Blog # 174...February, 2026
Well, we've taken a bite of the new year, bittersweet so far, predictables and surprising, many elephants lumbering around the room, keeping me awake at night...business as usual.
I mentioned Hope in Action last month and I'm now reading it. I've always been interested in Finland,visited a number of times and had some long term close friends there. I've been struck by some similarities to Canada, two official languages, many lakes and forests and northern regions stretching to the Arctic. They also share a long border with a large super power, theirs took Karelia, a large chunk of their land in 1942, ours is threatening. Reading Sanna Marin's memoir has given me a totally new ;ook at the country from the inside and helped put some hope in action myself.
Sanna became Prime Minister of Finland in 2019, at the age of 34, bringing together a coalition government with 5 parties, left, right , centre, green and Swedish, all led by women, all but one under 40. She's open about being raised by a single mother in a same sex relationship, surrounded by the LGBT community, Her memoir tracks her involvement from an early age and includes many candid looks at the political process, both inside her country and in the many EU agencies and committees on which she served. I'm loving it.
Politics and hockey are both pretty hyper masculine settings and it's comforting to see some push back against the two sex only rules being enacted south of our border. The TV series Heated Rivalry has attracted huge audiences around the world in communities both straight and gay, sport loving and not so much. I'm lacking the equipment to see it, but will figure something out to deal with that.

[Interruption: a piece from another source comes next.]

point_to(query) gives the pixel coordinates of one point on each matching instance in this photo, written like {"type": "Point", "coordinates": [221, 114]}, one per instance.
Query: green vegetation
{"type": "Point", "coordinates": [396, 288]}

Watching the world spin into disorder sometimes seems like some cruel version of whack a mole (not to be confused with guac a mole which is delicious). Ukraine, Gaza. Sudan, Venezuela, Iran, and othe troubled spots, not to mention Minneapolis! Two speeches in Davos, ours and theirs. And Greenland,which evokesmemories for me, not just from a few days spent there but from. Peter Hoeg's 1964 novel Smyla Thinks of Snow. A young indigenous woman from Greenland struggles with life in Copenhagen. We're not the only people with a history of treating our first nations brothers and sisters badfly
In the Cree language,when they ask someone's age, it translates as How many winters do you have? The National Gallery as well as stirring up political scandal has been busy putting up Winter Art, a vast and ambitious show featuring artists from around the world...Kurelek to Kandinsky, Monet to Monkman. I'm planning a trip to Ottawa in February, so I will tell you all about it in March. In the meantime, Katherine May’s book Wintering offers rest and retreat in difficult times.